Right now, key leaders of the next decade are already working in our organizations, climbing up the corporate ladder and developing skill sets that will allow them to reach the level of responsibility they aspire to. One of the challenges companies face today is how to identify individuals with a calling for driving growth over the coming years. Arguably there’s nothing new about this challenge: replacing management is part of an organization’s routine dynamics right from its start up.
Many experts share the view that this process now has its own characteristics which companies must manage with great care as their mid-term sustainability depends on it. Nowadays selecting and training managerial talent is quite different from how it was done in our recent past owing to the rising pace of changes we face. In evolving markets, managers evolve. In disruptively changing business environments, leaders are transformed more radically.
Somewhat naively, some of today’s top CEOs think of their successors as people rather like themselves, but with the spirit of someone 15 to 20 years younger. In contrast, other CEOs, who deeply value the businesses they dedicated years of their lives to, are aware these must be led by other individuals different from themselves, if these businesses are to survive.
For some clues on emerging managerial skills, it’s worth reviewing the profiles of the top CEOs today. Their successors will be different from themselves, but these leaders have already foreseen some traits that are certain to set the trend over the next few years. A Harvard University study presents us the top CEOs ranked globally.
The analysis is based on financial performance indicators, such as returns on investment and value creation, but other variables are also measured, such as the company’s medium and long term strategic prognosis. Additionally the study incorporates criteria on the environment, good governance, citizenship, social responsibility and leadership among others, according to data provided by the Reputation Institute.
In the 2016 edition, Lars Rebien Sorensen of Novo Nordisk is ranked first, followed by Martin Sorrell of WPP and then Pablo Isla, President of Inditex. Of the traits common to these CEOs, we’d like to draw attention to:
- Ability to understand the environment in which the business activity is developed. Everyone knows their respective businesses in depth, but they are not just experts in a particular sector of activity. The index penalizes those who are merely great specialists to reward those managers who revitalize more; such managers possess a broad vision of society’s problems and expectations as well as truly diverse interests. Sorrell, for example, believes that the biggest challenge for CEOs is addressing volatility, which includes major geopolitical issues.
- Highly sensitive to the sustainability of their respective ventures, obviously from the economic point of view, but also from others like social, environmental, etc.

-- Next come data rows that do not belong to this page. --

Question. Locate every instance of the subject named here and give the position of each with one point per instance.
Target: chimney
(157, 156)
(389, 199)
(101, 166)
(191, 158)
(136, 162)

- Balanced personalities. Contrasting with managers of the past who typically possessed brilliant vision and meticulous logic that served to achieve goals, Pablo Isla instead stresses the need to balance reason with emotions. He asserts that in order to lead, one must be very rational, yet he acknowledges that time has taught him to be less rational and more emotional. In his particular case, running a company with 150,000 employees called for the ability to appeal to people's emotions—something that’s essential for creating an environment which enables innovation.